Is it better to be silent, or mutter incessant awkward phrases? I wish I could say that I'm the former, but being as it may, I hate awkward silences, now there's an oxymoron, so I choose to be the latter. That's right, I'm the queen of saying awkward things just to fill the space in a verbal continuum that exists among normal, non-anxiety ridden people.

Imagine this, you like a person, a lot. BUT, instead of being a normal single twentysomething ( I love spelling that out, like it's a club you have to sign up for). Okay, so instead of being a normal single twentysomething, you revert to being the awkard 6th grader that you were at the sock hop- yes, I said sock hop. Deal with it. I find myself saying stupid things and telling stupid stories to make everyone else around me laugh. The result? Stories that just make me look plain stupid, and just plain awkward.

Webster's dictionary categorizes awkward-ness as UNGAINLY and lacking GRACE. Well I laugh in the face of awkwardness, I'm naming my first daughter Grace, just so her name answers any lingering questions.

Friday, August 3, 2007

Friday, May 4, 2007

Elevator Small Talk


You have seven floors to say "hi." After that, the doors close and the probability of ever seeing your stranger again, is next to nothing. Listen carefully, because next time you find yourself in this square box breathing in the same air as your neighbor, you'll think twice before staring down at his shoes searching desperately for something interesting on his shoelaces to concentrate on. Instead, you'll step into the air-tight deathtrap (pardon my pessimism, but if you really think about it, you're riding in a flying box suspended in the air held only by a 2-guage cable) stare that person directly in the face, and say "hi."
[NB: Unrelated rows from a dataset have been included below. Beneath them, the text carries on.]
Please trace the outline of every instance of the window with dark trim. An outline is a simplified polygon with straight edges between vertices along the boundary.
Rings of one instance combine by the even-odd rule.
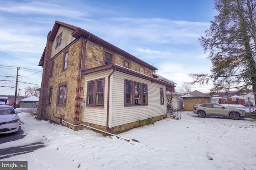
[[[65,53],[63,63],[63,70],[66,69],[68,68],[68,52]]]
[[[128,61],[124,60],[124,67],[129,68],[129,62]]]
[[[148,85],[125,80],[125,105],[148,104]]]
[[[56,46],[55,47],[56,48],[60,46],[60,45],[61,44],[61,40],[62,39],[62,33],[60,34],[60,35],[57,37],[57,38],[56,39]]]
[[[52,66],[51,68],[51,76],[52,76],[52,75],[53,75],[53,68],[54,68],[54,62],[52,62]]]
[[[58,104],[66,104],[67,95],[67,85],[60,86],[59,87],[59,94],[58,99]]]
[[[50,88],[50,90],[49,90],[49,104],[50,104],[52,103],[52,88]]]
[[[105,64],[110,63],[112,62],[112,54],[106,52],[105,53]]]
[[[144,74],[144,68],[142,67],[140,68],[140,73]]]
[[[164,89],[160,88],[160,102],[161,104],[164,104]]]
[[[95,80],[87,83],[88,106],[103,106],[104,79]]]

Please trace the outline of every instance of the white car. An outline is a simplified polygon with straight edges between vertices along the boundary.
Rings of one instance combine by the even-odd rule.
[[[0,134],[17,132],[20,126],[20,118],[13,107],[0,105]]]

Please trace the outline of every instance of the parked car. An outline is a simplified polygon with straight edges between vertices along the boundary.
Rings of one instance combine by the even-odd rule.
[[[17,132],[20,126],[20,118],[11,106],[0,105],[0,134]]]
[[[244,106],[248,106],[249,102],[248,101],[244,102]],[[252,102],[250,101],[250,106],[253,106],[253,104],[252,104]]]
[[[193,108],[193,112],[199,117],[206,116],[229,117],[232,119],[238,120],[246,116],[245,111],[240,109],[230,108],[215,103],[198,104]]]
[[[0,101],[0,105],[5,105],[6,104],[5,102]]]

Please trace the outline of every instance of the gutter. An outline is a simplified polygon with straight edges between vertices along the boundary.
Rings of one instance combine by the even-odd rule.
[[[90,128],[91,129],[94,129],[94,130],[98,130],[99,131],[100,131],[100,132],[102,132],[103,133],[106,133],[107,134],[110,134],[111,135],[114,136],[115,136],[117,138],[121,138],[122,139],[123,139],[124,140],[125,140],[126,141],[127,141],[127,142],[130,142],[131,140],[130,139],[127,139],[127,138],[122,137],[122,136],[119,136],[119,135],[118,135],[118,134],[112,134],[112,133],[108,133],[108,132],[106,132],[106,131],[103,131],[103,130],[100,130],[100,129],[96,129],[96,128],[93,128],[92,127],[90,127],[90,126],[88,126],[85,125],[84,124],[71,124],[71,123],[70,123],[69,122],[67,122],[66,121],[65,121],[65,120],[62,120],[62,122],[66,122],[66,123],[67,123],[68,124],[69,124],[71,125],[72,126],[85,126],[85,127],[86,127],[87,128]],[[134,141],[133,140],[132,140]]]
[[[110,76],[113,74],[116,71],[116,67],[114,67],[114,70],[108,75],[108,101],[107,105],[107,124],[106,125],[106,128],[107,128],[107,130],[110,133],[111,133],[112,134],[116,134],[115,132],[112,132],[111,130],[110,130],[108,128],[108,118],[109,117],[109,96],[110,93],[110,90],[109,89],[109,87],[110,86]]]

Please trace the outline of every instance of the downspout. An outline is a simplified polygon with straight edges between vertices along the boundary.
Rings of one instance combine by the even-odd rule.
[[[83,53],[83,56],[84,56],[84,60],[83,61],[82,61],[82,62],[82,62],[82,63],[81,63],[81,67],[80,67],[80,70],[81,70],[81,71],[80,72],[80,84],[79,85],[79,93],[78,93],[79,94],[79,97],[81,96],[81,94],[80,94],[80,93],[81,92],[81,84],[82,84],[82,82],[81,82],[82,80],[81,78],[82,77],[82,67],[83,67],[83,68],[84,68],[84,60],[85,60],[85,58],[86,55],[86,42],[87,42],[87,41],[89,40],[89,39],[90,37],[91,37],[91,35],[89,35],[89,36],[88,37],[87,39],[86,39],[86,40],[85,40],[85,42],[84,42],[84,49],[83,49],[83,50],[84,50],[84,53]],[[83,58],[82,56],[82,58]]]
[[[116,67],[114,67],[114,70],[111,72],[111,73],[108,75],[108,101],[107,101],[107,124],[106,125],[106,128],[107,128],[107,130],[110,133],[111,133],[112,134],[116,134],[115,132],[112,132],[111,130],[110,130],[109,128],[108,128],[108,118],[109,118],[109,96],[110,93],[110,90],[109,89],[109,87],[110,86],[110,76],[113,74],[116,71]]]

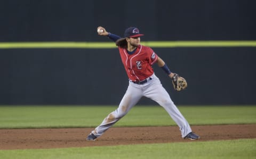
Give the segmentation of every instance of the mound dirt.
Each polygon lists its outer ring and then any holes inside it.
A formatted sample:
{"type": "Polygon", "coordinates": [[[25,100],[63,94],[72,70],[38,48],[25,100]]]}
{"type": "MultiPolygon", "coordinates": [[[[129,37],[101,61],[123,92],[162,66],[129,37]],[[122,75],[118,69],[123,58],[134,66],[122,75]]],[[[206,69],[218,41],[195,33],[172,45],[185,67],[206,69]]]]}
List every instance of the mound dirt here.
{"type": "Polygon", "coordinates": [[[95,141],[86,141],[93,128],[0,129],[0,149],[37,149],[128,144],[197,142],[256,138],[256,124],[192,126],[201,139],[181,138],[178,126],[111,128],[95,141]]]}

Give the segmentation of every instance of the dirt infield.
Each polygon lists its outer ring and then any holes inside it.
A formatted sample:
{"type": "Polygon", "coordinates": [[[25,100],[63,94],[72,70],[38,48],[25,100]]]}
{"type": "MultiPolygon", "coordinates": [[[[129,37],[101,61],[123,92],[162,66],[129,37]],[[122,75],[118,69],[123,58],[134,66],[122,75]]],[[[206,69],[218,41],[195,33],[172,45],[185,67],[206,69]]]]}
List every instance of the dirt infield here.
{"type": "MultiPolygon", "coordinates": [[[[192,126],[199,141],[256,138],[256,124],[192,126]]],[[[0,149],[52,148],[148,143],[196,142],[181,137],[177,127],[111,128],[96,141],[93,128],[0,129],[0,149]]]]}

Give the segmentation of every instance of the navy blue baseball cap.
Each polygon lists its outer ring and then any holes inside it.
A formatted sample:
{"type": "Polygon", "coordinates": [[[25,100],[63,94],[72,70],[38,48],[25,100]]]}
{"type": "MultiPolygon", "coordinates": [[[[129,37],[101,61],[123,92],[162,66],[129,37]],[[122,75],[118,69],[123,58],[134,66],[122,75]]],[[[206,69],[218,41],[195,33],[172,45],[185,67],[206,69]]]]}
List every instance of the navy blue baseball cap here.
{"type": "Polygon", "coordinates": [[[136,27],[129,27],[124,31],[125,38],[135,38],[143,35],[140,34],[140,30],[136,27]]]}

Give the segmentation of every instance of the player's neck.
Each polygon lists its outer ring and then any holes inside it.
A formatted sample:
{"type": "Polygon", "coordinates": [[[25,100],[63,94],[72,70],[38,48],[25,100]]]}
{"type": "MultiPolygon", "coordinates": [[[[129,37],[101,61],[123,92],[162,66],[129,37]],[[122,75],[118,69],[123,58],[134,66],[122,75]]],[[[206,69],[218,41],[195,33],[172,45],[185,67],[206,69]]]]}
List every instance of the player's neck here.
{"type": "Polygon", "coordinates": [[[131,52],[133,52],[133,51],[134,51],[137,48],[137,46],[132,46],[131,45],[128,45],[128,46],[127,47],[127,51],[131,52]]]}

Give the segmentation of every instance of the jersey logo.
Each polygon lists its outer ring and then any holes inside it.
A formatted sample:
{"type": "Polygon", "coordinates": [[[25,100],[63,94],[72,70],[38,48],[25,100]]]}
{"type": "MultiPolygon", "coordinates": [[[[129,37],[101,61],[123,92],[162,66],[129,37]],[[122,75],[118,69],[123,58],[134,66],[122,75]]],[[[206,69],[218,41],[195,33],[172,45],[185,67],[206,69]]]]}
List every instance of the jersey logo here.
{"type": "Polygon", "coordinates": [[[137,66],[137,68],[139,70],[141,70],[142,69],[141,68],[141,61],[136,61],[136,65],[137,66]]]}
{"type": "Polygon", "coordinates": [[[152,55],[151,56],[151,59],[154,59],[156,57],[156,55],[155,54],[155,52],[153,52],[152,55]]]}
Isn't it funny how fascinating your nail-beds become when you're riding in the elevator. In an effort not to make contact with your neighboring passengers, your hangnails suddenly become the most interesting thing about you, and you force yourself to fix a serious gaze onto them, well aware that the Suit next to you is probably wondering what's so great about your nails.
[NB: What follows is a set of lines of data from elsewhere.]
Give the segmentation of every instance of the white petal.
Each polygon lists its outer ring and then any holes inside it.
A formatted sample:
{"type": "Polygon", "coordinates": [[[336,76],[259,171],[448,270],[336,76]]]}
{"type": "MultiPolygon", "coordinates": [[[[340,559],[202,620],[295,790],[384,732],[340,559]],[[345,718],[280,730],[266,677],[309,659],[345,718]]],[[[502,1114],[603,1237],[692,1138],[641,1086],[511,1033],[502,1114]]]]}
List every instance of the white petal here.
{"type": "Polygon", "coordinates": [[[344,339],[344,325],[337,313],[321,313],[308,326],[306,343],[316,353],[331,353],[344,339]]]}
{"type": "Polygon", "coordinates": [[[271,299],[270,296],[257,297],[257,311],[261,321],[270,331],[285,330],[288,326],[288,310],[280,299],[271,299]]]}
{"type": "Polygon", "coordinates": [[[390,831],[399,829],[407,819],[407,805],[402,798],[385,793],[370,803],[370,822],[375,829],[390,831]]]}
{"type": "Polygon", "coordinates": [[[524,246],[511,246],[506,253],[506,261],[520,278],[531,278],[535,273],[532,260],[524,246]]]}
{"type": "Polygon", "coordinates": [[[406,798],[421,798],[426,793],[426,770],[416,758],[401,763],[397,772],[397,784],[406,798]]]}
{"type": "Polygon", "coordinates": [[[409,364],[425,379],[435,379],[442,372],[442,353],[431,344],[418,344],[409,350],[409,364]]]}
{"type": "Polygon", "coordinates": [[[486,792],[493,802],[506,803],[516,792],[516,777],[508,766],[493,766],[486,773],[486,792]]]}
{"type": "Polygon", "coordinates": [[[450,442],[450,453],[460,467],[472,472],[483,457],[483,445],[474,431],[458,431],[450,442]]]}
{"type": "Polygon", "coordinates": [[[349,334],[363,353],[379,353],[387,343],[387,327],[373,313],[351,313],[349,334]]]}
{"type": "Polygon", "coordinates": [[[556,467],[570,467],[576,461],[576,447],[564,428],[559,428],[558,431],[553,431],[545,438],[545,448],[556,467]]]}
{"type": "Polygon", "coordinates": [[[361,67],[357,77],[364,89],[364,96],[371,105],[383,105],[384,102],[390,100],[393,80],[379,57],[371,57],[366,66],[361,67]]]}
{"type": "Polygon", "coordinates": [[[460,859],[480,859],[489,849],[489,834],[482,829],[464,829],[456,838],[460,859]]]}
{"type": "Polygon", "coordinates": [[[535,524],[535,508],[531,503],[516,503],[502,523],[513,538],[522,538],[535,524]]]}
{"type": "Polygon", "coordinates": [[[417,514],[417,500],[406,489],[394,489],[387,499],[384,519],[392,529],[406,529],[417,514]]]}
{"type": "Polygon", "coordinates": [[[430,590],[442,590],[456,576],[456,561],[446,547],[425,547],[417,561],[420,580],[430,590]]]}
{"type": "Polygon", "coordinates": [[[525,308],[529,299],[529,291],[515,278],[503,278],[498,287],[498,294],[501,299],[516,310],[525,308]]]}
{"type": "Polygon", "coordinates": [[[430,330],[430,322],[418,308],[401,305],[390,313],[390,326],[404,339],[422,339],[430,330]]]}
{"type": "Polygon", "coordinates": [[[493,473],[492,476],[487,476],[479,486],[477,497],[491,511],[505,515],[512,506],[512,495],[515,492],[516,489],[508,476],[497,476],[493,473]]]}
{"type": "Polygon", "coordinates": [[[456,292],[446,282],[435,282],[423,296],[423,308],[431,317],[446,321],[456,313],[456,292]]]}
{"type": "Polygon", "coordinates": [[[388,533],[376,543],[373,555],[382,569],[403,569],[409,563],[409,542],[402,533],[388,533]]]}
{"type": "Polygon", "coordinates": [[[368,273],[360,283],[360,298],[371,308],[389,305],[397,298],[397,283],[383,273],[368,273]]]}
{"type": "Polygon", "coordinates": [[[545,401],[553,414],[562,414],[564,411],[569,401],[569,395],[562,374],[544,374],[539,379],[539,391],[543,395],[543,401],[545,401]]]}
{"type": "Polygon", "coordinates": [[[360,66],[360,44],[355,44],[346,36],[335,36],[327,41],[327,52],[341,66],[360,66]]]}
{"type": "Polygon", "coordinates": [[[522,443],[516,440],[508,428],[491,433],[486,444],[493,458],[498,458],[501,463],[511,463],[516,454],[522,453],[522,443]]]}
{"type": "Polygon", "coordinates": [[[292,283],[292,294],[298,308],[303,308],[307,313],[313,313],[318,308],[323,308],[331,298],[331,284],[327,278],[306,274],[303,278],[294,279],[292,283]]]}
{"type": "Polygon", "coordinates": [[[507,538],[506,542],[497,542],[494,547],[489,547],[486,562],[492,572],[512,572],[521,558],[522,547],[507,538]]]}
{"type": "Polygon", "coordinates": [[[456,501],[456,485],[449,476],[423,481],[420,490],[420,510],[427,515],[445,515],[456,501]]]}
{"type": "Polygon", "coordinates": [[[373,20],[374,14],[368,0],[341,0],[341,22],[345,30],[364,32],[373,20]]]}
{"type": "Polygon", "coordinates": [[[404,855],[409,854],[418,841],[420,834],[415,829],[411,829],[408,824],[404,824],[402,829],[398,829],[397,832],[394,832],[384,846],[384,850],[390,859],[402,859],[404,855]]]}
Then there's the nonchalant glance at your phone, as if you could care less whether or not you have a missed called. (Although you've been compulsively checking it like clockwork waiting for the bell to go off alerting you that yes, someone else in this world does know you exist other than your Mother. By the way, parents and siblings should count against your call log. It's their job to call you, doesn't count in my book.)

Then there's scenario B. You step over the ledge separating the stationary world from the moveable world when Mr. Litheeeyum holds your stare, wishes you a good afternoon, and picks up a conversation with you as if you're an old friend. After you realize there isn't anyone else in this small room and yes, he's talking to you, it's too late, he's already staring at you wondering if you're a mute because you won't answer his question. You hastily spit out "yes" and nod your head politely, secretly praying he didn't ask if you worked Sunset Boulevard at 4am and that's why you looked familiar. Next stop, reality and the doors open.
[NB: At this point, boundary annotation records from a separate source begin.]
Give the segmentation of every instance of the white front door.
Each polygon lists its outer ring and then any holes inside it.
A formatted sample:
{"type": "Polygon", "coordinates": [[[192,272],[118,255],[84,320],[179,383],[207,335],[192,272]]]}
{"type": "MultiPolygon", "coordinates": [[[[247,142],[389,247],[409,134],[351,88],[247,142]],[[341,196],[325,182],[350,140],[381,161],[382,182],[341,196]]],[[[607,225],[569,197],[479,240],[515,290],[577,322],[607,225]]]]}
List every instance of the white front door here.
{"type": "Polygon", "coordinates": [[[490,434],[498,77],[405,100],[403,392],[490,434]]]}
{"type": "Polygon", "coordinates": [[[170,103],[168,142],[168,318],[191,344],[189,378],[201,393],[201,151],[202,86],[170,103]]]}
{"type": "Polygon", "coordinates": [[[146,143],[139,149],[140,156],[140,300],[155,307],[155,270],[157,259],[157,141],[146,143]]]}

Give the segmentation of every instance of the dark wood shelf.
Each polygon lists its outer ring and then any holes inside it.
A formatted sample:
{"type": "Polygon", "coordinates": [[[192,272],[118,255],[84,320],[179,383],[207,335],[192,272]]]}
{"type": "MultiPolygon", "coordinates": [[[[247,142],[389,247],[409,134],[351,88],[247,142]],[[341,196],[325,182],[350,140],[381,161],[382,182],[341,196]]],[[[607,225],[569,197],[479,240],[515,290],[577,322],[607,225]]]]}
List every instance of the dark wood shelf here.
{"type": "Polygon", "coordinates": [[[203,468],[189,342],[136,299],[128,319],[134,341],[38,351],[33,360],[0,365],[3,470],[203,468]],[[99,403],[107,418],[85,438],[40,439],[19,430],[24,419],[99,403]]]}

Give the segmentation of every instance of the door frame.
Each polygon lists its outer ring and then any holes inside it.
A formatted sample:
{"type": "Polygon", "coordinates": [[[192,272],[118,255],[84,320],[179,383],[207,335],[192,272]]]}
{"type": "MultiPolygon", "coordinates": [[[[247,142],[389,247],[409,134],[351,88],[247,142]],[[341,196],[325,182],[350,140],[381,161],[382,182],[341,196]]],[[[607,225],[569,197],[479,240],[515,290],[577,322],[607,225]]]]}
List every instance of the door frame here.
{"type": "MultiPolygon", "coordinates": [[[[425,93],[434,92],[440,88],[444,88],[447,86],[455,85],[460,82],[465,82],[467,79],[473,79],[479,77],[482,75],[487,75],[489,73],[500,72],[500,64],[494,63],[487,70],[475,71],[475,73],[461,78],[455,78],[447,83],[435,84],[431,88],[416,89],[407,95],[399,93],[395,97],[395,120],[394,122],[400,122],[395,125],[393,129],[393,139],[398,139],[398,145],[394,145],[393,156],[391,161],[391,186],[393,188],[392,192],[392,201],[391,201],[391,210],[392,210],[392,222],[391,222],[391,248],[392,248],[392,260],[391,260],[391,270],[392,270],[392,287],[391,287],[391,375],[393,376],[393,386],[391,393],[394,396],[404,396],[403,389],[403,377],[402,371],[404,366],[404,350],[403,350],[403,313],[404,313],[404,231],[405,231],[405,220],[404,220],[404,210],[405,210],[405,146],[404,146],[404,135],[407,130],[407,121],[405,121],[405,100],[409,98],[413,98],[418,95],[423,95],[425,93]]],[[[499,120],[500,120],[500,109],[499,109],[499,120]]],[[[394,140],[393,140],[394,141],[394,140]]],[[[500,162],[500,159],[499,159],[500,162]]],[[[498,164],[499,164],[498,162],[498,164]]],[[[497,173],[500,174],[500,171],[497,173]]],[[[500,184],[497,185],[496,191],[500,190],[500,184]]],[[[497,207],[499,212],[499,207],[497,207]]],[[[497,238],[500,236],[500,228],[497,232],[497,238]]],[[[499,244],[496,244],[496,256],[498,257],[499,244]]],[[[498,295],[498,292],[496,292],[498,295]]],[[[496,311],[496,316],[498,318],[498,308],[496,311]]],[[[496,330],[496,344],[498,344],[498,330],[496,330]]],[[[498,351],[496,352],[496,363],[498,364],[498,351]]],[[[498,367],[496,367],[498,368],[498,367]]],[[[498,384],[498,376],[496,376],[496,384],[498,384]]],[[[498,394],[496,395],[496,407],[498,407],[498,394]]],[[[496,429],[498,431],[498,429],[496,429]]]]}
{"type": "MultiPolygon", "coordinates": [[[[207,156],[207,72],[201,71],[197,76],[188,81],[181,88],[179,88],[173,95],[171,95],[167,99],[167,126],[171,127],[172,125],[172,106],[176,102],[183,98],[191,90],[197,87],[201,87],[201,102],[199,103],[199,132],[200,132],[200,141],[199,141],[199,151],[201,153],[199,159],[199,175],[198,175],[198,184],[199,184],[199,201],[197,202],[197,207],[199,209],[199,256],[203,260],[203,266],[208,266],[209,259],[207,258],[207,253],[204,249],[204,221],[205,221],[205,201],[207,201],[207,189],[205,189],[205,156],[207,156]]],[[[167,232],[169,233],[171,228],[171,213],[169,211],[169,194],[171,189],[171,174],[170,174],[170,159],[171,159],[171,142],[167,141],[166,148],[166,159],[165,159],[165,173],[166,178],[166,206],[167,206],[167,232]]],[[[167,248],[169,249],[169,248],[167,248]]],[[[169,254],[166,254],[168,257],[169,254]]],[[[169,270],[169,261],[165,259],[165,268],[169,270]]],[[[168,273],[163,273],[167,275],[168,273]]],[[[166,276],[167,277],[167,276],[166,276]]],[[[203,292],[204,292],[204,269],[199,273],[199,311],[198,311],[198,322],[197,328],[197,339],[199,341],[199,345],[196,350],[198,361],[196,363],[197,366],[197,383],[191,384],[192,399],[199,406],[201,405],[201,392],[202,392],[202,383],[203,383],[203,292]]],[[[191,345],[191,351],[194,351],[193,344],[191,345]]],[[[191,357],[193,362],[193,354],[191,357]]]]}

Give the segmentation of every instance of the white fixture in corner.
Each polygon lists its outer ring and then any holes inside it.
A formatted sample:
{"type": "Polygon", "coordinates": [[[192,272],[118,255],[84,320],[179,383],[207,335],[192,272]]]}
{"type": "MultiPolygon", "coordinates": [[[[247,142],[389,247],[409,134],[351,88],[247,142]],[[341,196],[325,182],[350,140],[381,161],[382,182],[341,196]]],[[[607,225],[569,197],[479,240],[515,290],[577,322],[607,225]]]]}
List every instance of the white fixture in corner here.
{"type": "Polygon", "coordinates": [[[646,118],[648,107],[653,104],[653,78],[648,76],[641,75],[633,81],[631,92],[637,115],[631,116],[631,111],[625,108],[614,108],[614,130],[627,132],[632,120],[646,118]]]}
Who knows, maybe your deathtrap is really the window to the start of something. Note to self: the stairwell should always be your section option. Moveable rooms are much more interesting.

Since writing this post, "Huh" has become much more confident about riding in elevators with boys.

Ann Taylor's Closet


I looked in my closet the other day and stopped dead in my tracks. I’ve never seen so many muted colored cardigans in my life. All neatly stacked against equally as muted button-down shirts. Neither have I ever seen so many knee-length black skirts. All just dark enough to cover that oatmeal you spilled yesterday, er last week. So I’ve officially opened up an account at Ann Taylor. Ann Taylor for goodness sakes! I used to sit bored on the floor in the dressing room there waiting and waiting for my mom to choose something, anything. I just wanted to get out of there. Now I find myself wandering in there during lunch breaks oohing and ahhing at the latest spring kitten heels and asking the perky sales lady if they happen to have that in a size 6 ½. Excuse me while I vomit. I must wander into the thrift store my next lunch break even if it’s just to sit in the “dressing room” to get away from the kitten heels and cap sleeves chasing me in my dreams. So, it’s official. I have Ann Taylor’s closet. Next.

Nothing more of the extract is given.